Epaminondas no se daba cuenta de su verdadera situación en este mundo. Un mundo que lo cautivaba al mismo tiempo que lo ahogaba, lo castigaba y lo hundía. Más allá del tiempo y del espacio en el que la realidad lo había situado, lo que sí sabía muy bien es que debería, así como debió haber nacido en otra época; haber caído en el planeta Tierra, por ejemplo, en el futuro. Le pegó duro Hawking en sus últimos días de vida. El futuro le hubiese permitido obviar el pasado, lo cual lo hubiese llenado de alegría porque su vida le dolía demasiado. Claro que sin paradojas, un futuro limpio. Un futuro.
Ávido lector de obras de la literatura tanto universal como criolla, se sentía un poco el Ángel Gris o el Fantasma del barrio de Flores, o Dante cruzando por el infierno en vida. Posturas o imposturas ante las diversas situaciones que le ocupaban la existencia; reflejadas en otros textos tan dispares como la rebeldía de la precursora del punk o la certera poesía de Julia Prilutzky Farny; y tal vez, por qué no, las diversas novelas de propia gestión o recomendadas, excepto claro, las de Corín Tellado. Cuentos extensos y cortos, columnas y artículos de revistas, diarios y folletos de supermercado. Y hasta ahí todo bien; él creía eso al menos, hasta que vomitó su onceavo conejito. Quién lo hubiera dicho. Allá en el fondo de una de las bolsas en donde todos sus textos estaban en un bulto informe y arrugado, había diez conejitos que nadie había visto. Sí, la culpa la tuvo Julio desde el principio.

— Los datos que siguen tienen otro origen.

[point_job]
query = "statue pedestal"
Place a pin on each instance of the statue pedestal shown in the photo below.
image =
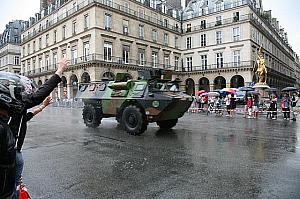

Triste tarea de retirar uno a uno los cuerpecitos peludos de esa bolsa grande sobre la cual yacía aún el cuerpo de Epaminondas. Estaban ahí en el fondo, junto con algunos inesperados papeles que los envolvían, roídos.
Alguien gritó en medio del murmullo de la gente que observaba con curiosidad la remoción de los restos: la cabeza de ese cuerpo inerte se había movido. Todos enmudecieron. Observaron callados y silenciosos. Inmóviles. En medio de los susurros que acompañaban la escena anterior nadie había oido el leve crepitar de la bolsa en que la cabeza reposaba. Un breve roer como el de una rata que trata de pasar desapercibida; un nuevo movimiento de la cabeza y un hocico rosado y rodeado de una blanca y brilante pelusa se asomó por el nudo deshecho. Movimientos laterales de naricita asomando al aire fresco, aunque un tanto viciado por el encierro y las consecuencias inevitables de ese cuerpo que se le hizo familiar. Asombro era la sensación general de los espectadores. La ternura no tuvo cabida en ellos durante los primeros instantes de luz nueva que ese pequeño ser, encerrado en una bolsa de residuos hasta ese momento, experimentaba al salir. Estáticos, lo vieron saltar sobre el cadáver y salir de la habitación, quizás buscando algunos tréboles que saciaran su hambre, o tal vez a encontrar una muerte rápida e inocente por desconocer que las ruedas infames lo aplastan todo sobre el pavimento.